Noticeably missing from his set, however, were newer tracks like "Ladies Hit Squad" or "Roadman" that he's released since "Shutdown." New material finally came towards the end of the night, when Skepta commanded that the club to turn off the lights, plunging the room into near-darkness. "This is my new shit off Konnichiwa—coming out very soon," he announced as a palpable excitement rippled through the crowd. Then, he launched into a colossal track called "Gang" that will almost certainly be a sure-fire hit, with a spacey, syncopated tempo over minor-chord melodies and a walloping, bassy breakdown that is rumored to be produced by Toddla T. This exclusive first-listen, without the distraction of cellphones waving in the air, was the climax of the night, although the final song of the evening, a high-voltage rendition of—what else?—"Shutdown" came close second.

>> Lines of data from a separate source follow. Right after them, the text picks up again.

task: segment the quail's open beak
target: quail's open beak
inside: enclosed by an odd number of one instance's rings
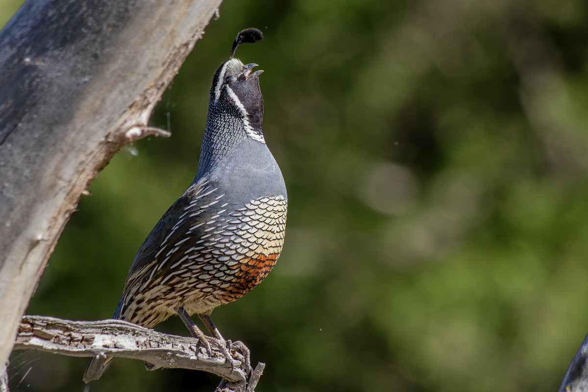
[[[251,63],[245,66],[245,71],[243,72],[243,75],[245,75],[245,79],[249,79],[251,76],[259,76],[263,73],[263,71],[260,69],[259,71],[256,71],[252,73],[251,71],[253,71],[253,69],[256,66],[259,66],[255,63]]]

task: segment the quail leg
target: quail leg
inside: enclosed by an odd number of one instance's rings
[[[223,338],[222,335],[220,334],[220,332],[219,331],[218,329],[216,328],[216,326],[215,326],[215,323],[212,322],[212,319],[211,319],[211,316],[209,315],[198,314],[198,317],[200,317],[200,319],[202,320],[203,323],[204,323],[204,325],[206,326],[206,329],[208,330],[209,332],[214,335],[215,337],[217,339],[219,339],[221,341],[225,341],[227,343],[226,346],[228,350],[230,350],[233,346],[235,346],[235,348],[240,350],[241,353],[243,354],[243,364],[245,366],[245,368],[247,370],[247,372],[249,373],[252,371],[252,369],[251,368],[251,363],[249,357],[249,349],[247,348],[247,346],[246,346],[242,341],[239,341],[238,340],[234,343],[230,340],[225,340],[225,338]],[[228,358],[232,357],[232,356],[228,357]]]
[[[198,314],[198,317],[202,320],[208,331],[216,339],[218,342],[219,348],[222,350],[223,353],[226,358],[226,360],[231,362],[231,368],[232,368],[233,356],[230,354],[230,352],[229,351],[230,349],[230,343],[228,342],[222,337],[222,335],[220,334],[220,332],[219,331],[215,323],[212,322],[212,319],[211,319],[210,316],[208,314]]]
[[[212,350],[211,349],[211,344],[208,343],[208,337],[200,330],[198,326],[196,325],[196,323],[190,317],[183,306],[176,307],[176,313],[178,313],[178,316],[180,317],[180,319],[182,319],[182,321],[183,321],[183,323],[188,327],[192,337],[198,338],[198,341],[206,349],[208,356],[212,357]]]

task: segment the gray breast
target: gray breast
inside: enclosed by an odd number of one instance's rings
[[[279,196],[288,200],[284,179],[273,156],[265,143],[250,138],[218,162],[206,176],[235,201],[247,203]]]

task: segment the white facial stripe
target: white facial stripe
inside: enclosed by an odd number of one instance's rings
[[[227,61],[225,63],[224,65],[222,66],[222,69],[220,69],[220,73],[219,73],[218,80],[216,81],[216,86],[215,86],[215,103],[218,102],[219,98],[220,98],[220,88],[222,87],[223,82],[225,80],[225,74],[226,73],[226,66],[229,64],[229,62]]]
[[[263,135],[260,135],[253,130],[253,127],[251,126],[251,125],[249,123],[249,119],[248,118],[249,113],[247,112],[247,109],[245,109],[245,107],[243,106],[242,103],[241,103],[241,101],[239,99],[239,97],[237,96],[237,95],[235,93],[235,92],[233,91],[233,89],[230,87],[228,86],[226,86],[225,87],[226,88],[226,93],[229,95],[229,96],[230,97],[231,99],[232,99],[235,102],[237,108],[239,108],[239,110],[240,110],[241,114],[243,115],[243,123],[245,126],[245,132],[247,132],[247,135],[254,140],[261,142],[263,144],[265,144],[265,139],[263,139]]]

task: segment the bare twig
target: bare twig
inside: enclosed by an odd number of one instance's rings
[[[206,350],[192,337],[157,332],[120,320],[72,321],[40,316],[22,317],[15,350],[38,350],[74,357],[131,358],[145,361],[149,370],[181,368],[202,370],[223,377],[223,391],[253,392],[263,370],[258,364],[248,387],[247,369],[243,357],[236,349],[243,343],[233,343],[233,358],[212,346],[209,357]],[[234,357],[239,359],[236,360]],[[1,385],[1,384],[0,384]],[[220,387],[220,386],[219,386]]]
[[[0,392],[9,392],[8,367],[6,365],[0,367]]]

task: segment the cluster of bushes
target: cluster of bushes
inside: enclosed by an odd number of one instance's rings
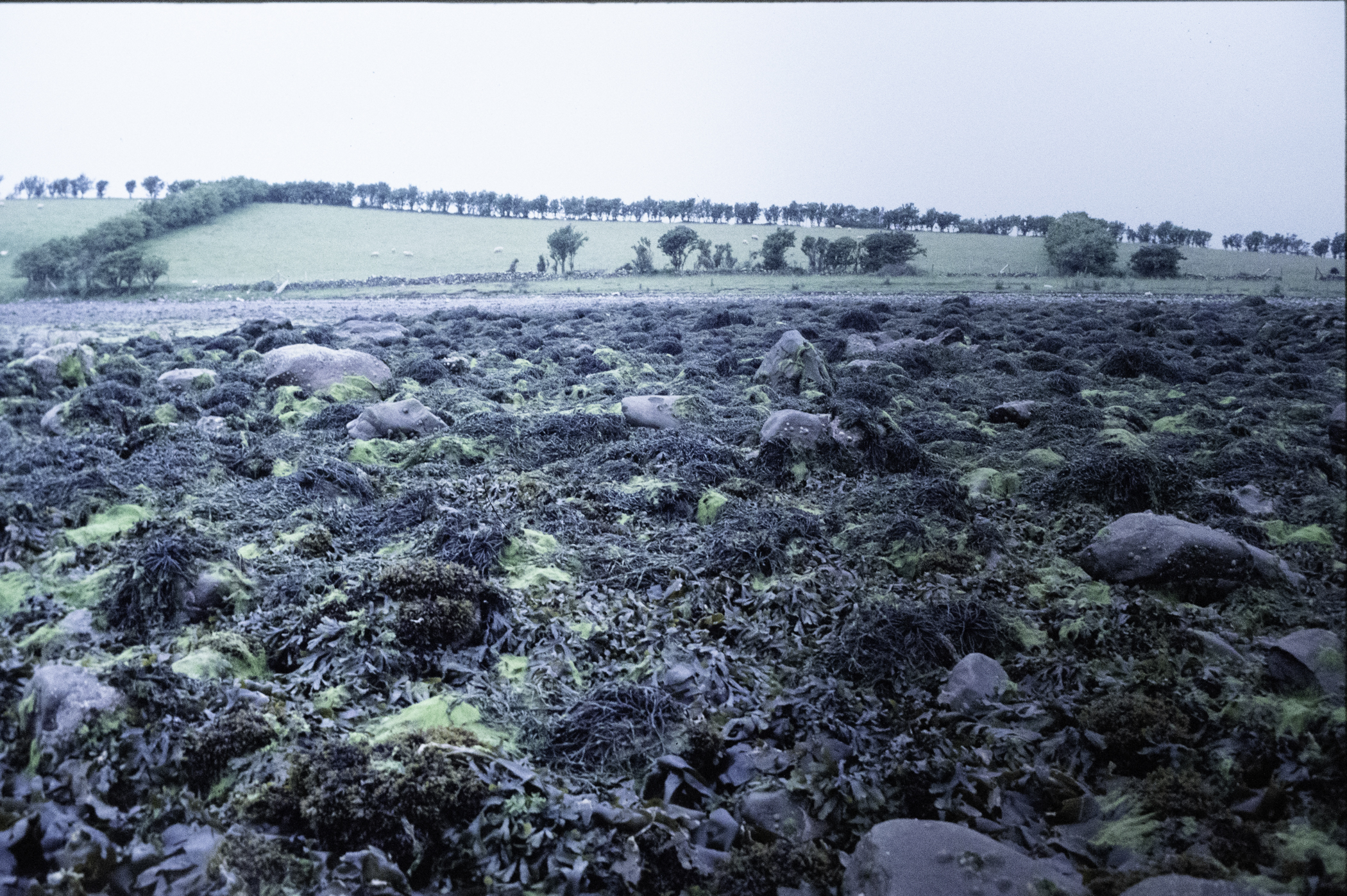
[[[1294,233],[1273,233],[1268,236],[1262,230],[1254,230],[1249,234],[1231,233],[1223,236],[1220,237],[1220,245],[1235,252],[1239,249],[1246,252],[1269,252],[1272,255],[1309,255],[1313,252],[1320,259],[1329,253],[1335,259],[1340,259],[1343,257],[1343,249],[1347,248],[1347,234],[1338,233],[1309,244]]]
[[[28,288],[71,290],[81,295],[129,290],[137,280],[152,287],[168,272],[168,264],[145,255],[139,243],[264,201],[269,190],[265,182],[249,178],[178,190],[172,186],[163,201],[151,201],[77,237],[57,237],[22,252],[15,259],[13,275],[27,278]]]
[[[574,244],[583,234],[572,230],[571,225],[555,230],[548,237],[552,248],[552,269],[564,269],[566,255],[560,247]],[[804,268],[792,268],[787,264],[785,253],[795,245],[795,232],[777,228],[773,233],[762,238],[760,251],[749,252],[749,257],[740,260],[734,257],[734,247],[730,243],[713,245],[710,240],[698,236],[696,230],[680,224],[665,230],[656,241],[660,252],[668,256],[667,269],[680,272],[690,261],[694,271],[787,271],[804,274]],[[579,245],[574,244],[578,249]],[[641,237],[632,251],[636,257],[624,264],[618,271],[628,274],[653,274],[655,253],[648,237]],[[925,255],[925,249],[917,245],[917,238],[905,232],[882,230],[872,233],[863,240],[839,237],[827,240],[824,237],[807,236],[800,243],[800,251],[810,260],[810,272],[876,272],[881,269],[902,268],[917,255]],[[574,268],[574,251],[570,251],[571,267]],[[537,256],[539,272],[547,271],[547,260]]]
[[[1127,228],[1127,243],[1156,243],[1158,245],[1197,245],[1206,247],[1211,241],[1207,230],[1189,230],[1173,221],[1161,221],[1158,225],[1142,224],[1133,230]]]
[[[1065,274],[1122,276],[1117,268],[1118,240],[1109,221],[1091,218],[1084,212],[1070,212],[1048,228],[1043,248],[1048,260]],[[1142,278],[1179,276],[1184,255],[1176,245],[1148,244],[1137,249],[1127,267]]]

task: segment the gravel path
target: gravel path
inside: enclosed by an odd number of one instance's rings
[[[335,323],[352,317],[379,317],[396,311],[405,315],[420,315],[436,309],[457,309],[469,305],[484,311],[560,311],[577,307],[603,307],[607,305],[632,305],[644,302],[660,305],[703,305],[703,303],[773,303],[791,299],[810,302],[834,300],[884,300],[890,303],[938,303],[950,298],[948,294],[896,294],[896,295],[855,295],[855,294],[799,294],[781,295],[735,295],[719,294],[665,294],[651,295],[638,292],[579,292],[579,294],[509,294],[484,295],[473,292],[453,292],[440,295],[357,295],[349,298],[271,298],[271,299],[211,299],[202,302],[70,302],[39,300],[0,305],[0,348],[12,349],[16,345],[46,341],[47,345],[85,338],[124,340],[148,330],[164,335],[216,335],[232,330],[241,322],[265,314],[279,314],[295,323],[311,326],[315,323]],[[1014,292],[982,292],[971,296],[974,305],[1005,305],[1009,307],[1037,306],[1047,302],[1136,302],[1137,295],[1045,295]],[[1235,296],[1210,295],[1169,295],[1162,302],[1230,302]],[[1269,302],[1303,303],[1303,299],[1269,299]]]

As quickly as he'd appeared, Skepta then disappeared offstage, leaving the audience's screams for an encore unanswered.

As we made our way towards the exit, I heard two British expats discussing the show over the clattering din of glass and plastic trash being kicked down the stairs. "It was so short—you'd expect a headliner to play for more than 45 minutes," one said. "I don't want to say it's lazy but…" the other one trailed off. The same sentiment was repeated by a German guy sitting next to me by the coat check.

But the show's relative brevity, probably caused by its late start, may have been the only flaw in an exceptional concert that solidifies the growing popularity of grime and UK bass music in Berlin. "I see the same people at every single grime show," my friend Kenza muttered to me at the beginning of the night. Chances are, this won't be the case for long.